Posted in Philosophie by hadyba on avril 12, 2014

Les Anciens avaient cette conception selon laquelle une vie bonne menait nécessairement au bonheur. Le sage qui mène une vie conforme à la morale est nécessairement un homme heureux. Ce seront les stoïciens qui iront le plus loin dans cette conception affirmant même que le sage est heureux même sous la torture. Que Épictète, l’un des maitres du stoïcisme ait été un esclave ayant subi la torture dans sa chair et que ‘autre maître soit Marc Aurèle qui dirigeait ce qui était encore le plus puissant empire au monde semble donner un relief saisissant à cette pensée. Aristote, quoique faisant du bonheur le Souverain Bien, affirmera cependant que « c’est parler pour ne rien dire que de dire que le sage peut l’être sous la torture. » Il soutient donc que notre bonheur dépend au moins en partie des circonstances extérieures, aussi sage que nous fussions.

Hier sur twitter, le philosophe Guy Longworth  a affirmé que la moralité n’a pas pour objectif de nous rendre heureux mais de nous rendre digne du bonheur.

À quoi j’ai répondu qu’à mon avis la morale n’a rien à voir avec le bonheur.

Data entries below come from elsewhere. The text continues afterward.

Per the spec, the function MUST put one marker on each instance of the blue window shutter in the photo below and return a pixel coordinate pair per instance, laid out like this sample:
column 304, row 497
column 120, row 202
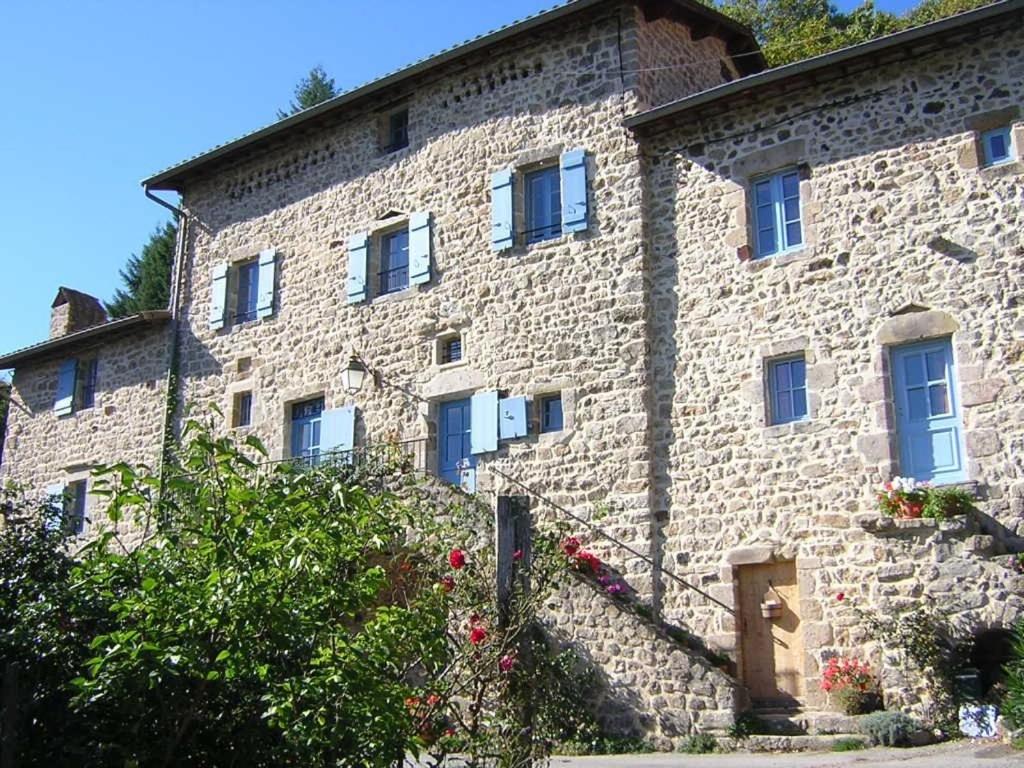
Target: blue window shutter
column 67, row 378
column 358, row 254
column 267, row 282
column 218, row 300
column 573, row 192
column 419, row 249
column 502, row 233
column 512, row 418
column 483, row 423
column 338, row 430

Ce qu’il a trouvé un peu fort quoique pas totalement antipathique comme position.

À ce point, une philosophe française utilisant le twittonyme de Gadiouka a rejoint la conversation affirmant l’on ne pouvait déconnecter la morale d’avec le bonheur même si l’acte vertueux n’a pas pour but le bonheur..

J’ai donc dit qu’il fallait que j’écrive un post de blog pour clarifier ma position.

Remarquons déjà que tous les trois protagonistes de la conversation ont un peu évolué par rapport aux Anciens : nous ne croyons pas que la morale mène au bonheur. Mon affirmation est clairement a plus forte. Je pense que la morale n’a pas de relation du tout avec le bonheur.

J’entends par là que les mécanismes pour arriver à l’une et l’autre ne sont pas les mêmes et que c’est une illusion que de penser que le fait de poursuivre l’une contribuera à l’atteinte de l’autre.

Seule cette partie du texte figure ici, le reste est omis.